События в Барселоне усугубили раскол среди прогрессистов и изоляцию регента. Из-за отчуждения гражданских лидеров прогрессистов, растущей ненависти «умеренных» и враждебности, проявленной некоторыми генералами, Эспартеро мог полагаться только на поддержку своих приспешников. Выход был только один — роспуск кортесов и организация новых выборов, которые на сей раз оставили его в меньшинстве. Не зная, как поступить в такой небывалой ситуации, Эспартеро распустил только что избранные кортесы и назначил новые выборы, что послужило его противникам сигналом к действию. В результате коалиция недовольных, от прогрессистов до либералов, сплоченная благодаря участию генералов, положила конец регентству. Национальная милиция оказала сопротивление, но оно было сломлено в Торрехоне-де-Ардос, когда генерал Рамон Мария Нарваэс[293]

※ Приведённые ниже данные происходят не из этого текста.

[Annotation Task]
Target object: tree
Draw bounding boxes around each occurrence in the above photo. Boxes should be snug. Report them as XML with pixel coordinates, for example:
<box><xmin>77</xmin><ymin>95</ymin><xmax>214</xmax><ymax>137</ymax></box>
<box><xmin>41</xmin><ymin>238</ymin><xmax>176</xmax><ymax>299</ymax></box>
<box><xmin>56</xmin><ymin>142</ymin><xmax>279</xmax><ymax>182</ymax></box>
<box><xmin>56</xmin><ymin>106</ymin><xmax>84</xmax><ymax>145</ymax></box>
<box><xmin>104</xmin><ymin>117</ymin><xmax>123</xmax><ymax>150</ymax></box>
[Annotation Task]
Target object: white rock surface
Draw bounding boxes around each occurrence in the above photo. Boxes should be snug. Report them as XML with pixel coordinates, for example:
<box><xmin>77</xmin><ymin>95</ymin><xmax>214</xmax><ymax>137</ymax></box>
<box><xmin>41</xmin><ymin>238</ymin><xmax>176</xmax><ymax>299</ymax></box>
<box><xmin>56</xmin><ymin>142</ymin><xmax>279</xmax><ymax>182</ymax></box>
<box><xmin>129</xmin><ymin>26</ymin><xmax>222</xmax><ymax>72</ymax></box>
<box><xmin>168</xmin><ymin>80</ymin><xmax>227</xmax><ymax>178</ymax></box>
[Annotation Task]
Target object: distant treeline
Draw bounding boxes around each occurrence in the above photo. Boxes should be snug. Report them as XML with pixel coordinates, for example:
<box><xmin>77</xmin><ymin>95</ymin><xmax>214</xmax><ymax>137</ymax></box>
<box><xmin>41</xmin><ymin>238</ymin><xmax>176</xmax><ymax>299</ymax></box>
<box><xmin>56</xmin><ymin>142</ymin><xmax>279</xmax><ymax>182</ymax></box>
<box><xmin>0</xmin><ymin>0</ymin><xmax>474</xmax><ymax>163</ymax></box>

проложил себе дорогу в столицу. Вот теперь действительно началась новая эпоха.2. Покончить с революцией, построить государство:
эпоха господства «умеренных» (1844–1868)
В обстановке постоянных народных восстаний под руководством национальной милиции и непрекращавшихся гражданских и военных заговоров, в которой пребывала страна со времен падения Старого порядка (с 1830-х гг.), в среде «умеренных» и новых социальных элит возобладали чувство усталости и желание порядка. Ради установления порядка они были готовы пожертвовать в случае необходимости некоторой долей свободы, а то и всей свободой, как сказал после революций 1848 г. Доносо Кортес в своей знаменитой речи в защиту диктатуры. «Свобода и порядок» — вот лозунг, который повторялся после падения Эспартеро и прихода к власти партии «умеренных». Нужно было стабилизировать политическое положение, построить государство, создать государственную администрацию с нуля, составить и утвердить кодексы законов, обеспечить спокойные условия для коммерческой и предпринимательской деятельности, гарантировать право частной собственности, восстановить необдуманно разрушенные традиции, вернуть католической религии ее место в обществе, т. е. достичь во всех сферах общественной жизни состояния золотой середины. «Хотите покончить с революцией? — спрашивал в мае 1844 г. Жауме Балмес (Хайме Бальмес), священник, близкий к самому консервативному крылу партии “умеренных”. — Тогда уничтожьте проблемы, которые питают ее». Нет страны, говорил он, которая осталась бы спокойной в условиях, в которых пребывает Испания, где все временно, все ненадежно: нет ни абсолютной монархии, ни политического представительства, ни военной диктатуры, а только лишь смятение и неразбериха, обстановка чудовищной неопределенности, в которой отсутствуют какие-либо постоянные принципы, которая неподвластна никаким правилам. Необходимо покончить с временным положением, завершал Бальмес свою филиппику, необходимо создать государство.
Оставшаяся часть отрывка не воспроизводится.